Als wir zu den Kapseln gingen, versuchte ich mich damit abzufinden, womöglich gleich zu sterben. Und auch wenn ich alles versuchte, ich liebte das Leben. Und ich wollte es nicht einfach so aufgeben. Ich war nicht bereit zu sterben und wäre am liebsten weggerannt.

Ich ging zu der rechten Kapsel und Toby zu der linken. Zitternd machte ich die Tür auf und ging hinein. Erschrocken zuckte ich zusammen, als hinter mir die Tür ins Schloss fiel.
Tief durchatmen! erinnerte ich mich, da ich bemerkt hatte, dass mein Atem nur noch ganz flach ging.

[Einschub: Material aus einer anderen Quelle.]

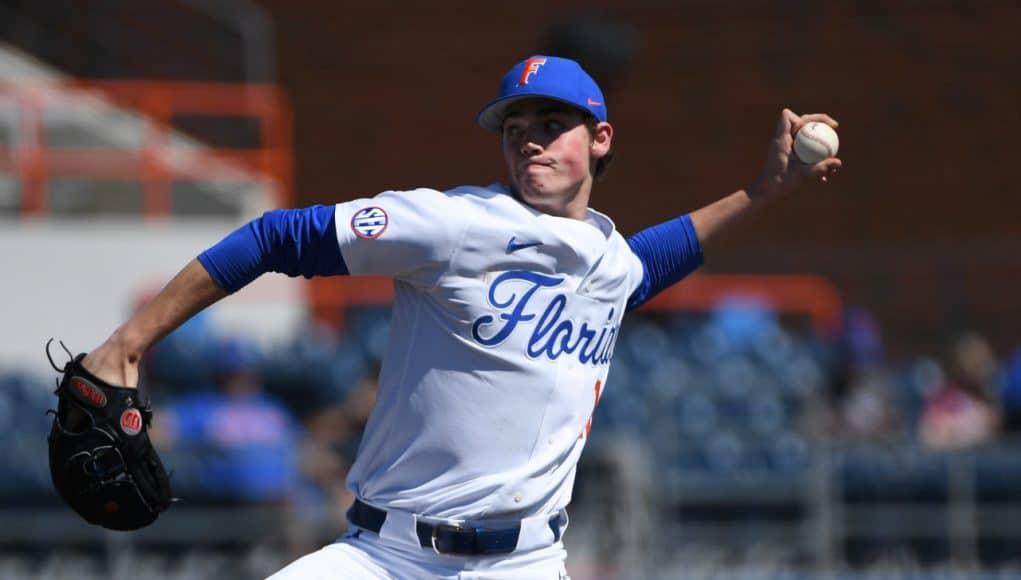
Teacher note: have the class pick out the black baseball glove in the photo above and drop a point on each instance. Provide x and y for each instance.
(101, 460)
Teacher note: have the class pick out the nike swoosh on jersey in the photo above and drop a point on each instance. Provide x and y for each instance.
(514, 246)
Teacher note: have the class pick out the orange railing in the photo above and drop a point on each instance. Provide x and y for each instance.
(812, 296)
(156, 162)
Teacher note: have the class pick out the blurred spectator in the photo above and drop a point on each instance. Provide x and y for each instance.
(963, 411)
(1010, 393)
(860, 404)
(243, 441)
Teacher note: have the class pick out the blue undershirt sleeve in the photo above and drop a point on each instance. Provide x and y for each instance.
(668, 252)
(295, 242)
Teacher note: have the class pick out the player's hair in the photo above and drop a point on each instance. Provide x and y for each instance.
(602, 163)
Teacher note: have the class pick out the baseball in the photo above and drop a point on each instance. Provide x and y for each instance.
(815, 142)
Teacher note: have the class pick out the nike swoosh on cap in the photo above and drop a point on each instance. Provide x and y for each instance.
(514, 246)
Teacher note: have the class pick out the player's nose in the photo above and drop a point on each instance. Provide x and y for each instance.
(530, 148)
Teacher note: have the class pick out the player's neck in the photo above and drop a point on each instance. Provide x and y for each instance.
(572, 206)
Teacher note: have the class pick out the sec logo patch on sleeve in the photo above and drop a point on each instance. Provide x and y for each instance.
(370, 223)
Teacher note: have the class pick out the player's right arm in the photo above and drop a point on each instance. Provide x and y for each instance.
(296, 242)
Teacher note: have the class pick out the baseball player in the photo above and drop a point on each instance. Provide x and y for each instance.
(508, 300)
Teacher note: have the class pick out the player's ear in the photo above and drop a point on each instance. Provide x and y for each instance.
(601, 140)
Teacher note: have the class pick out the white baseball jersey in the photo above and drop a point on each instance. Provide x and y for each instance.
(504, 320)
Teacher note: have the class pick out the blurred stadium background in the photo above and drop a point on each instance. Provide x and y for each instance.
(837, 394)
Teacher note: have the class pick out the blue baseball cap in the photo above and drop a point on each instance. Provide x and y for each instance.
(544, 77)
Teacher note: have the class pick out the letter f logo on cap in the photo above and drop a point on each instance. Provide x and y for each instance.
(531, 67)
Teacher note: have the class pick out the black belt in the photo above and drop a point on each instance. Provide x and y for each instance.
(443, 538)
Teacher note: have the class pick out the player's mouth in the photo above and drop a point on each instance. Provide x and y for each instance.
(536, 164)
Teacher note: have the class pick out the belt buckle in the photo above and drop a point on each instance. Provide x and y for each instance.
(435, 534)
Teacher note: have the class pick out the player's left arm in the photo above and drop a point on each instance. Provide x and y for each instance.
(671, 250)
(782, 174)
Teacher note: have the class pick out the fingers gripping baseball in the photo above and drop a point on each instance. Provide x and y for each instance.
(783, 171)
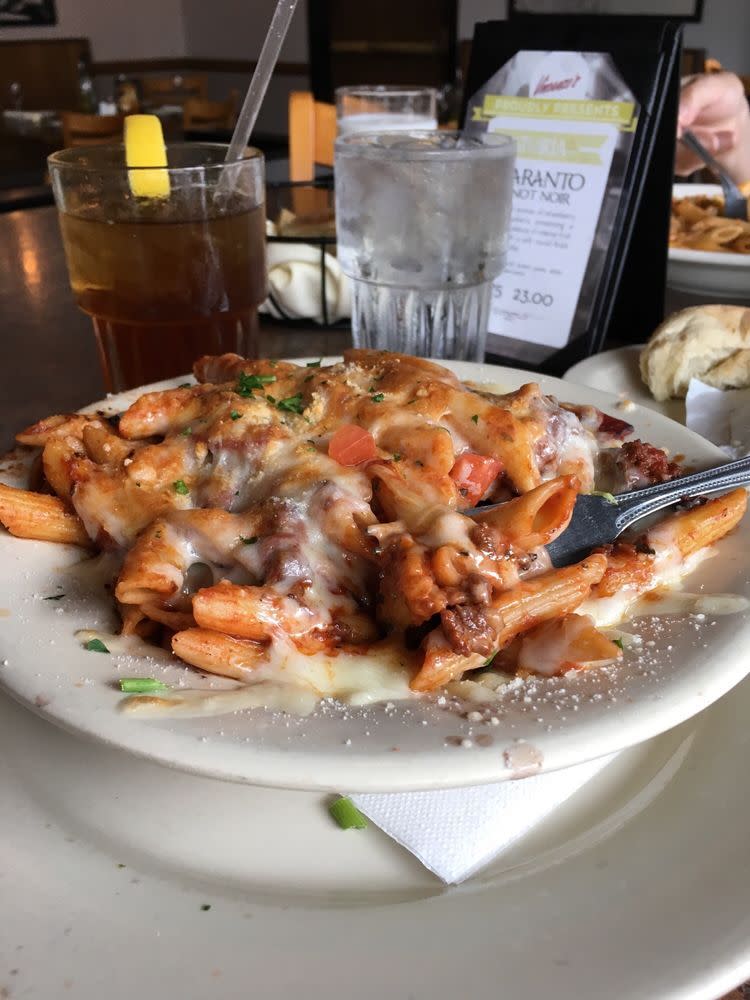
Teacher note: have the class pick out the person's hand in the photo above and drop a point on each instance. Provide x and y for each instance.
(715, 108)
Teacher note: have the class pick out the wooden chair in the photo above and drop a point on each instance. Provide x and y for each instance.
(177, 89)
(200, 113)
(312, 133)
(90, 130)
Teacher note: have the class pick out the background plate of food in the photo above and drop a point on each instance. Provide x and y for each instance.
(708, 255)
(396, 714)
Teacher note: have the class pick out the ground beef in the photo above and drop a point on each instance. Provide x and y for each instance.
(467, 630)
(640, 464)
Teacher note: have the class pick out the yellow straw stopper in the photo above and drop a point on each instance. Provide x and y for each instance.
(144, 147)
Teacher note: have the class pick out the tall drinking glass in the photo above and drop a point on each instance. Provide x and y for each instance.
(164, 279)
(385, 109)
(421, 223)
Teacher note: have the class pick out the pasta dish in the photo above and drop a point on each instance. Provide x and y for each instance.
(275, 514)
(697, 223)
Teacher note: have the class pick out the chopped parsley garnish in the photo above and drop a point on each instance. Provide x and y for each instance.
(293, 404)
(347, 815)
(246, 383)
(96, 646)
(141, 685)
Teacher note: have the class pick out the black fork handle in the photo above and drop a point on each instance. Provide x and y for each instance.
(641, 503)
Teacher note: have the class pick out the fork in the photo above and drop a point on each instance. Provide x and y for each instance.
(735, 205)
(599, 519)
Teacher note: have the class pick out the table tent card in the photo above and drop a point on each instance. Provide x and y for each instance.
(591, 126)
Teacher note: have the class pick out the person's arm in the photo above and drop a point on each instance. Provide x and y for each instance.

Ich nahm die Zange in die Hand und drehte sie ein paar mal bevor ich sie an das blaue Kabel ansetzte. Oder doch das rote? Ich wollte schon zum Roten ansetzen, stoppte aber mitten in meiner Bewegung. Schmerzlich wurde mir bewusst, dass diese Scheiße hier über Leben und tot entscheidet. 50:50-Chance! Hätte schlimmer kommen können! Und trotzdem schien es mir unglaublich unwahrscheinlich das hier zu überleben.
Als sich die Tränen in meinen Augen sammelten, schaute ich zu Toby herüber. Im selben Moment schaute er zu mir. Er lächelte mich aufmunternd an. Ich lächelte zurück und schnitt irgendeins der Kabel durch ohne überhaupt hinzusehen. Und ich hatte nicht einmal eine Ahnung, welches es war.